Thursday, January 17, 2008

The GOP Primary: The Charge of the RINOs

As I PREDICTED (I got one right! I got one right!), Mitt Romney won a primary Tuesday night. The word of the day on Wednesday among media sources was “scrambled,” as in, the GOP race is more scrambled than my eggs were this morning.

Actually, I had a turkey sandwich but you get my point.

The Dems kind of sat this one out, Clinton won but since none of them campaigned and the delegates don’t count, it’s not really a meaningful victory. They did have a very nice, civil debate over on C-SPAN about, uh, something. I didn’t watch. We had Grey’s Anatomy burning a hole in our DVR.

But the merry-go-round of Republican candidates continues, and it’s driving us a little crazy. The fault, perhaps, lies not in our politics but in ourselves. There’s no rule that a party has to pick a candidate early in the primary season. It’s another manifestation of our horse-race mentality (and the modern urge to have every bit of information at our fingertips NOW) that we are impatient for this thing to play out.

Or at least I am impatient. You guys might feel differently.

But what I keep coming back to is how strange the Republican field is. Every one of the candidates has at least one issue that could be considered an Achilles Heel. In some circles, these candidates would be called “Republicans in Name Only” or RINOs. Now, this is a pretty clichéd perogative term that people regularly level at others simply because they disagree on some issue. Happens on the Dems side too (DINOs). Still, between the immigration stance that dogs McCain, the anti-corporate positions of Huckabee, and the anything-goes history of Rudy Giuliani, it is a strange group.

Even Ron Paul, whose No Government is Good Government libertarianism rings true with many of the hard-right conservatives I grew up with, goes completely against the grain of current Republican thought with his Out of Iraq Now position.

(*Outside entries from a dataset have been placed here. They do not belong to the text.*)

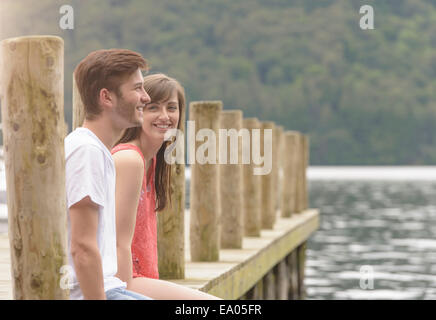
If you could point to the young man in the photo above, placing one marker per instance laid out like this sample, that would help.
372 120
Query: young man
110 83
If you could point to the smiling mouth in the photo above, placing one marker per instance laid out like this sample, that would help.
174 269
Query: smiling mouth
163 126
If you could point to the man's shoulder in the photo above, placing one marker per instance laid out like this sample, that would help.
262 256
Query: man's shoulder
81 140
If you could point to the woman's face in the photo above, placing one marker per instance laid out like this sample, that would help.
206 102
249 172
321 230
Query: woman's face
159 117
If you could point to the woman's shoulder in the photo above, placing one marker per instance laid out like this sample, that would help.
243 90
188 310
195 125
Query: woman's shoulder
129 155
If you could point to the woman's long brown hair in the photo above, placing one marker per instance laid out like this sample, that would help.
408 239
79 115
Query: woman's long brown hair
159 87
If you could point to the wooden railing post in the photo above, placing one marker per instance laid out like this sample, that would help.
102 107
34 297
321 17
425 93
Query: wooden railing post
290 173
268 190
306 153
251 186
33 130
232 214
171 221
205 206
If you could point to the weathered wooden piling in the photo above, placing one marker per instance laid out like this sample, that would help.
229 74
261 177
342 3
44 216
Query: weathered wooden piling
232 214
279 160
251 185
302 162
301 254
292 263
306 156
170 221
282 280
33 130
205 206
268 190
289 166
269 289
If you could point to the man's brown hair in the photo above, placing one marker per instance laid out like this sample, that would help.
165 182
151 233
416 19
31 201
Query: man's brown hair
104 69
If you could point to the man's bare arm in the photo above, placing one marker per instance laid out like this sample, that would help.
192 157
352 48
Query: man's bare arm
84 249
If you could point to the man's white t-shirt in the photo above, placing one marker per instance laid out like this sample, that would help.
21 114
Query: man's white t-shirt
90 171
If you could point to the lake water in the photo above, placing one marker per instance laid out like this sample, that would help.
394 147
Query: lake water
377 234
377 231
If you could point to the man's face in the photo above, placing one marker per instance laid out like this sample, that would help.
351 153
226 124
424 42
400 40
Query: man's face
130 104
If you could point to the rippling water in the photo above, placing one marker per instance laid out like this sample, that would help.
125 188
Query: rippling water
387 227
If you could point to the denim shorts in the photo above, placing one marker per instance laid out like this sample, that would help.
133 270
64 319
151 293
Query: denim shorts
123 294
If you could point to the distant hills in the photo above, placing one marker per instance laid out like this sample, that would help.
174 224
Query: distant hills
364 97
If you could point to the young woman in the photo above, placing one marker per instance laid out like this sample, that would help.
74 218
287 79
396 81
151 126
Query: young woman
142 184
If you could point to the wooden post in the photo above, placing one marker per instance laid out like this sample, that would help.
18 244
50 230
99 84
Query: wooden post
289 181
78 108
204 194
268 190
251 187
282 280
275 171
299 204
33 129
269 289
301 254
232 229
278 175
306 152
292 260
171 221
258 290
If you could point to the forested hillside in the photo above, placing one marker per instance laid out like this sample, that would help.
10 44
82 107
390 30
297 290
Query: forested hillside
365 97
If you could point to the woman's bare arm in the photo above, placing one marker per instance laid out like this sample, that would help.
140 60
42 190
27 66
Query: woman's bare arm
129 168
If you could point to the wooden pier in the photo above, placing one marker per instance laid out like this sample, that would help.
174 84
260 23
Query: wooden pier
240 272
244 236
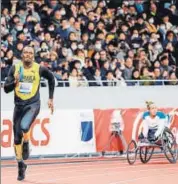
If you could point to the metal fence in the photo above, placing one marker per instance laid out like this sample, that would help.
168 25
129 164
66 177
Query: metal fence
111 83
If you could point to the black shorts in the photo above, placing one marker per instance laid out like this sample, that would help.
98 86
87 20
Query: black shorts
23 118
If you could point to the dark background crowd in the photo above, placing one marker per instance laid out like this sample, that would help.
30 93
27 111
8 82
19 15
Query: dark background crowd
105 42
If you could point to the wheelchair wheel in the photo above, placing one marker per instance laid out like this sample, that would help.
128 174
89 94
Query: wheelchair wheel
132 152
146 153
169 146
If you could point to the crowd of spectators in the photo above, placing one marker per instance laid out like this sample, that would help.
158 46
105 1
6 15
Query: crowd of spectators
81 41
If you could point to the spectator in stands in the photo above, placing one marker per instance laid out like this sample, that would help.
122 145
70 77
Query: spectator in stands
116 37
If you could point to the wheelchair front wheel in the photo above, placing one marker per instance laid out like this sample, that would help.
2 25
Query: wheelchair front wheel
169 146
146 153
132 152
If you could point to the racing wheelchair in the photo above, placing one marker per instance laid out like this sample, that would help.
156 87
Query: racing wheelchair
166 142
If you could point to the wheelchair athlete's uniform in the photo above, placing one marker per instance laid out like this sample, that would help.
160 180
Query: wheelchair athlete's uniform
153 127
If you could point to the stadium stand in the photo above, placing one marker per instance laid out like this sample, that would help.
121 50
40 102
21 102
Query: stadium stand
101 41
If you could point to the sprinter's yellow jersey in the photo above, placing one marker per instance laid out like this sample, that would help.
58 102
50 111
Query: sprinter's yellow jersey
29 81
27 89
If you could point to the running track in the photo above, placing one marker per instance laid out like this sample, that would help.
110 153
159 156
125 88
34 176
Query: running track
98 171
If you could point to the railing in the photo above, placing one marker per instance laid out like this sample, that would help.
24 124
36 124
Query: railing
105 83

The most consistent Republican? Fred Thompson, aka He Who Will Not Be Nominated.

I suppose the reason Romney has been able to do as well as he has is that he now talks the talk of a conservative Republican. But his past is so inconsistent with what he now says … well, I’ve harped on that before.

As I'm writing this, there's an NPR report on this very topic. "Is the meaning of conservative changing?" asks the reporter. Some conservative spokeswoman (I'm listening with one ear) says something like "I hope not."

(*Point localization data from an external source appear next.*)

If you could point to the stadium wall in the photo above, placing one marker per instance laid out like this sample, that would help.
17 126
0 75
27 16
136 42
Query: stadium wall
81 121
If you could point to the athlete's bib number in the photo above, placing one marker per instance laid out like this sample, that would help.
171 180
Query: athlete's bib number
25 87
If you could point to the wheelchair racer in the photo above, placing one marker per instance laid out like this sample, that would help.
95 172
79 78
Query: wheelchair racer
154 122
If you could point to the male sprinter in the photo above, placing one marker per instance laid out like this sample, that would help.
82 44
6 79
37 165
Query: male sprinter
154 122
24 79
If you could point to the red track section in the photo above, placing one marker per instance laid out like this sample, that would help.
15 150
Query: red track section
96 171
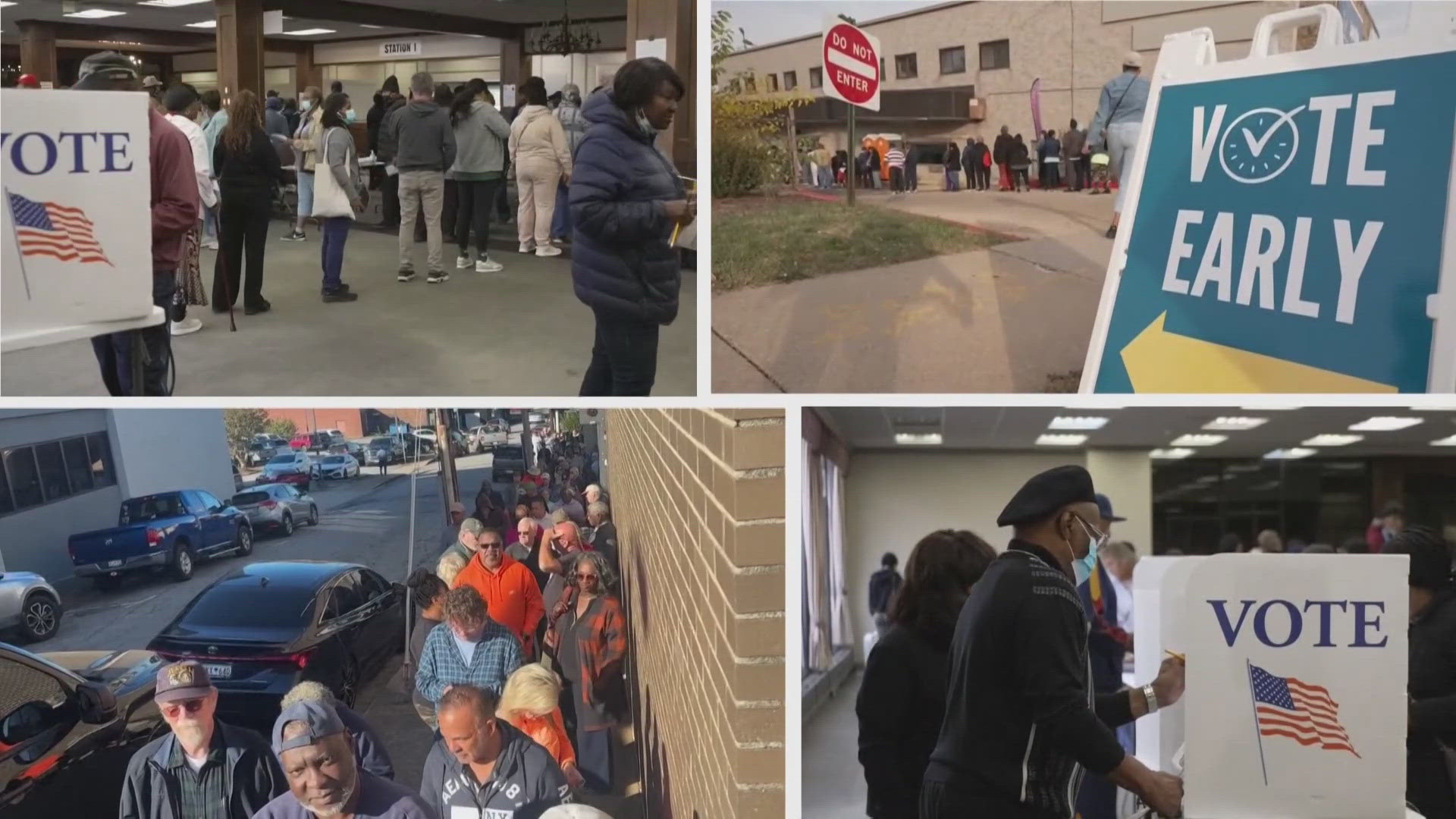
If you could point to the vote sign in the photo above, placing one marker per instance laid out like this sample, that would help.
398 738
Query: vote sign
76 243
1288 232
1296 687
851 64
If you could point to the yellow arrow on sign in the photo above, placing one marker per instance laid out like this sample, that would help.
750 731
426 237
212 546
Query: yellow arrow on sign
1165 362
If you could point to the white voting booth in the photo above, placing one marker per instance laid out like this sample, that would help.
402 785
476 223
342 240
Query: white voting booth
1296 676
76 243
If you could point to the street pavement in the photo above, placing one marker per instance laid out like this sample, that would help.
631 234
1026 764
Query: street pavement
1011 318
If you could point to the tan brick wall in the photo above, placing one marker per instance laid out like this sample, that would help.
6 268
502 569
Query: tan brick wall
698 499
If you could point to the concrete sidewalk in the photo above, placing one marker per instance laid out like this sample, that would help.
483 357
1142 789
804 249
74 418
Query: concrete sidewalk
520 331
1012 318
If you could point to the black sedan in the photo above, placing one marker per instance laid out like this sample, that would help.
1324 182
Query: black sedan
268 626
69 725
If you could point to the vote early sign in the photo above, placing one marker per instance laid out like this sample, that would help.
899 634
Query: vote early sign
851 64
1292 229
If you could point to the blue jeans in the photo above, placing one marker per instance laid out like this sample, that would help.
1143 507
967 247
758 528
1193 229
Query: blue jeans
561 221
335 234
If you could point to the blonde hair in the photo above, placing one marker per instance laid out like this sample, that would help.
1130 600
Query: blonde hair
532 689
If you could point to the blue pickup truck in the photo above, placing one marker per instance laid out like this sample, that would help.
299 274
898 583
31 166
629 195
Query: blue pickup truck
162 532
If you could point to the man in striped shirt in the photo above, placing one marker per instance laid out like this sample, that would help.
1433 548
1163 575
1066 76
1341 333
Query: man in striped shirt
896 158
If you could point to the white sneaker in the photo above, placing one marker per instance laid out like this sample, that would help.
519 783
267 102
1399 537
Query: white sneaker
185 327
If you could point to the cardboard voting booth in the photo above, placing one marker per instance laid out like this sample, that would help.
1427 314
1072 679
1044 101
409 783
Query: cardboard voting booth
1296 676
76 257
1289 223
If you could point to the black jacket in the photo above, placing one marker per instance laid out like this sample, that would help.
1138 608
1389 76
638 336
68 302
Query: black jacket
253 777
1021 720
900 706
1433 710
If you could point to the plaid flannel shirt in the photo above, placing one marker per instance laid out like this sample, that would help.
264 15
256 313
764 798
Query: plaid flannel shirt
440 662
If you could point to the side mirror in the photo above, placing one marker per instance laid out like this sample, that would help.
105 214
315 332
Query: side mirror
98 703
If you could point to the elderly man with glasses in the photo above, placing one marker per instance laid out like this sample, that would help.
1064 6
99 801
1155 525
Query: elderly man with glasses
202 768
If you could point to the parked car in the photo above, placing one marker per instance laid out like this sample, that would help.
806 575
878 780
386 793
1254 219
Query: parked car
69 725
166 531
335 466
30 605
277 507
268 626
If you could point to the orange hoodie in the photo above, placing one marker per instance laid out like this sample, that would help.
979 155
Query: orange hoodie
510 594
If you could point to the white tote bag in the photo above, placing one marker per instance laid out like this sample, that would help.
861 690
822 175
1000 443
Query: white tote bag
329 199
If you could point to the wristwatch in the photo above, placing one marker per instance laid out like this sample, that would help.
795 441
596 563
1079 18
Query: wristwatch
1150 697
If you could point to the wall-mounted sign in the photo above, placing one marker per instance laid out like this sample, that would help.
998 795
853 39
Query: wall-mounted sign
400 49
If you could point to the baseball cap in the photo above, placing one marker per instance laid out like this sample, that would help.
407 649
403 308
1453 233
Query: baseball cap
185 679
319 716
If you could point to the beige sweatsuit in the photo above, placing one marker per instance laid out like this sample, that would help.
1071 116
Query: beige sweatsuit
541 156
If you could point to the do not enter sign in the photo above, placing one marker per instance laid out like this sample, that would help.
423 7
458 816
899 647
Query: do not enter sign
852 64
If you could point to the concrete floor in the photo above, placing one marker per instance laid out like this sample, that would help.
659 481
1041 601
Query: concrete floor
520 331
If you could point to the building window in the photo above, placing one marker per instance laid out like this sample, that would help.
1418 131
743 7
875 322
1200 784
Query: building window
55 469
952 60
906 67
996 55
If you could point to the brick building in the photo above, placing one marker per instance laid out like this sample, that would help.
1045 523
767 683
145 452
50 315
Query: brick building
963 71
698 499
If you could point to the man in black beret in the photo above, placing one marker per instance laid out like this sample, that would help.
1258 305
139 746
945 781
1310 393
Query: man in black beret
1021 719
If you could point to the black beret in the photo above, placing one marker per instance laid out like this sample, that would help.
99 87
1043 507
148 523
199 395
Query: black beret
1046 493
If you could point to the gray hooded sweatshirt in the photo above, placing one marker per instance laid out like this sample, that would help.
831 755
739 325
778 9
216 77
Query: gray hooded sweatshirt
424 139
481 145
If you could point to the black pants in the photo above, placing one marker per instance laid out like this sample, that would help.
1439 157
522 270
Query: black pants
114 350
623 357
243 224
475 203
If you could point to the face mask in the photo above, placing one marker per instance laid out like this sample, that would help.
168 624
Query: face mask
1082 569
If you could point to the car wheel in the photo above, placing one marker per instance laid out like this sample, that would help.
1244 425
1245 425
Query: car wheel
41 617
181 563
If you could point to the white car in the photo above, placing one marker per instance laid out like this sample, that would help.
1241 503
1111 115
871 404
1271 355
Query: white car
335 466
286 464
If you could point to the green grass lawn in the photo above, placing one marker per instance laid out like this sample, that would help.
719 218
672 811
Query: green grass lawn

But change could be good. Especially if the Republicans could somehow shake this weird Flat Earth mentality that says tax cuts are good for deficits, science is wrong, war is peacemaking, etc. My problem with conservatives is not that they think differently. It's that they seem (lately) to be against thinking at all.

Maybe that's not fair. But when the half-dozen top Republicans in the country can stand on a stage, raise their hands, and say, "yes, we believe the theory of evolution is scientifically valid," or "yes, torture is wrong," I will rest a lot easier. We're just not quite there yet.